Sims tells a story of a volunteer at a festival touching the treble clef she has tattooed on her left wrist as he put on her wristband. 

“And he (said), ‘Treble clef girl,’ and like, stroked my skin,” Sims says. “He stole a little bit of intimacy and I could share that with (my bandmates) 10 minutes later and kind of vent about it in a way that made me feel better, whereas other people might be like, ‘What are you talking about?’”

But what the group has mostly experienced is unyielding support, from fans and peers, like bluegrass legend Sam Bush, who invited Big Richard to open a show in Fort Collins in February. The women have found themselves on practically every bluegrass festival lineup this side of the Mississippi, culminating, unsurprisingly, with a Saturday slot at Telluride on June 18.
In December they’ll take the Big Richard energy international, playing the Strings and Sol festival in Puerto Morelos
in Mexico.

For those unfamiliar with the band, whet your whistle for a live performance by searching out Big Richard’s recorded covers, like Billie Eilish’s “Good Girls Go to Hell,” or “Creep” by Radiohead.
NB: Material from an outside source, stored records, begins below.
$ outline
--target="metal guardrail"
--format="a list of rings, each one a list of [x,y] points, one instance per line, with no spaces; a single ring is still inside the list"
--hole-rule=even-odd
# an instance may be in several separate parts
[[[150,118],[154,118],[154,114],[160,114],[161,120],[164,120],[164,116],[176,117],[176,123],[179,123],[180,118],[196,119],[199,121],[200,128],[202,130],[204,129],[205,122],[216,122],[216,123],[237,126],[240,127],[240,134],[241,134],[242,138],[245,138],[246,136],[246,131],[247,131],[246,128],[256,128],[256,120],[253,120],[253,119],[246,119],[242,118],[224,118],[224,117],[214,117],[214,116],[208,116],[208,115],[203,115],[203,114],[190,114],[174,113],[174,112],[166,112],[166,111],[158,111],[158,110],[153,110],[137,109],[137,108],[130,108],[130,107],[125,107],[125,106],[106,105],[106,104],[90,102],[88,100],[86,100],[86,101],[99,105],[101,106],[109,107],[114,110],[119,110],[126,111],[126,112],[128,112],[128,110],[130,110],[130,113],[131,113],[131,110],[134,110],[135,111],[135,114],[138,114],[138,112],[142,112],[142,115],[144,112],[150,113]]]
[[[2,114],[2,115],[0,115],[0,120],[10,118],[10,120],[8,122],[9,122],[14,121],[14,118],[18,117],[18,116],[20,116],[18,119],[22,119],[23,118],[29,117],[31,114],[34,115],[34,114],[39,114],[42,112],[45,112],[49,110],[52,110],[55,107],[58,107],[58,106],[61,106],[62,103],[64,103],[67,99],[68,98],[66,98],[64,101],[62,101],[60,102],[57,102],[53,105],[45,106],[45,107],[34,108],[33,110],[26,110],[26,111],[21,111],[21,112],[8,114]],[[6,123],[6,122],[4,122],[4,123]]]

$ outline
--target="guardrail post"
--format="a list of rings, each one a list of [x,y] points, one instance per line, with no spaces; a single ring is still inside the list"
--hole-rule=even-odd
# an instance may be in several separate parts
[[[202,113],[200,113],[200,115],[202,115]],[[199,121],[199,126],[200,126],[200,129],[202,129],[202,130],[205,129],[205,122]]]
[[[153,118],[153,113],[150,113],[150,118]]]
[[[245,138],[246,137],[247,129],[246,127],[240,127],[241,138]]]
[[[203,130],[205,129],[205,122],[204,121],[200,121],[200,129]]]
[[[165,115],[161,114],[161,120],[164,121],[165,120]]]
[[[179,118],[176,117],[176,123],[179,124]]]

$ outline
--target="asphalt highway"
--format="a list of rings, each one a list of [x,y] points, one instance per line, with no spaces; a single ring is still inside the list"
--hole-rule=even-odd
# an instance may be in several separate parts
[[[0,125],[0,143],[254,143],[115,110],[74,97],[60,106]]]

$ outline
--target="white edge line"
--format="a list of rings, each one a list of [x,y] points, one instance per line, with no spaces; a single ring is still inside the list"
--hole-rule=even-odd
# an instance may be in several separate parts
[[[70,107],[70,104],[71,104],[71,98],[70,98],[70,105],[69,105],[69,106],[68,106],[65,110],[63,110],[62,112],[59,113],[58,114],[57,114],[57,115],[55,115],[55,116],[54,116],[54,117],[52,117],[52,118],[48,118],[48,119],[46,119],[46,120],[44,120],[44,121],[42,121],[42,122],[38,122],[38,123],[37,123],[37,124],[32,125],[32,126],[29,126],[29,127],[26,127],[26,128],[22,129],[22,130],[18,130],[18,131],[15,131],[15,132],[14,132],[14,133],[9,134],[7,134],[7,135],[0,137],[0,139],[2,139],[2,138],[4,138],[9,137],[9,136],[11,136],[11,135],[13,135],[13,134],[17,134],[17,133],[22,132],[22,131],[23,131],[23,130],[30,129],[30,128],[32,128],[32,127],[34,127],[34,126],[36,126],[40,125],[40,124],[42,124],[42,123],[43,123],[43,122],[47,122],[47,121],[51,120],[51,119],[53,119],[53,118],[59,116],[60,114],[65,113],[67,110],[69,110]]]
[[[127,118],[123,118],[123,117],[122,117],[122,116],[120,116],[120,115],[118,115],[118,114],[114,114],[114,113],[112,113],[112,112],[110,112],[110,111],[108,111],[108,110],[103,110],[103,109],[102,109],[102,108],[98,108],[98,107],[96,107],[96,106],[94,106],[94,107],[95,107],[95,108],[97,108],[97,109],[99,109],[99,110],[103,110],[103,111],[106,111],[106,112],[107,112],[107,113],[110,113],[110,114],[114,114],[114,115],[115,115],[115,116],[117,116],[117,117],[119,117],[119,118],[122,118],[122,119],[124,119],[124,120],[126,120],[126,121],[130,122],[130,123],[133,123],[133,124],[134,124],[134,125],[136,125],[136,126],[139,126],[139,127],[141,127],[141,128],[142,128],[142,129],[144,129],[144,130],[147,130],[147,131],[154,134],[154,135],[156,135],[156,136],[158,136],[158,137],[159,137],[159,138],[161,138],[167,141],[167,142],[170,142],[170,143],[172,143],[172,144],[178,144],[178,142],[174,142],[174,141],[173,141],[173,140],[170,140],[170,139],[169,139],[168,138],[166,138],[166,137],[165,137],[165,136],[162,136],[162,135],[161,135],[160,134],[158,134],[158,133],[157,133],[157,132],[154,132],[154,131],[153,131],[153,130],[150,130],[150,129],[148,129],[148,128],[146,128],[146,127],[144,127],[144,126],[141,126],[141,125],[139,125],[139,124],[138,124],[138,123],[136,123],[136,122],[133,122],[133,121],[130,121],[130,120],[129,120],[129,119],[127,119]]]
But fan favorites tend toward bluegrass standards like “The Dreadful Wind and Rain,” which Big Richard often performs a capella or with only minimal fiddle from Panning.  

With three singles available on Spotify, the band is gearing up to record its first album. In other words, there’s no plan to slow down. 

“As a woman playing in this genre, there are these expectations, sometimes, of how you’re supposed to act,” Rose says. “I’ve played in a lot of bands where the dress code is super harsh. I can’t say certain things at the gig. I mean, because this genre of music that we play is particularly sexist…” 

“Conservative,” Sims chimes in. 

“Yeah, exactly,” Rose says. “So it’s super freeing and beautiful to just be who I am in a band. I say crass shit sometimes, and I just said shit, and sometimes I like to cuss. And I don’t want to wear a bra. And that’s just who I am as a person. And I happen to inhabit a female body. But it’s cool to be able to do whatever with these women.”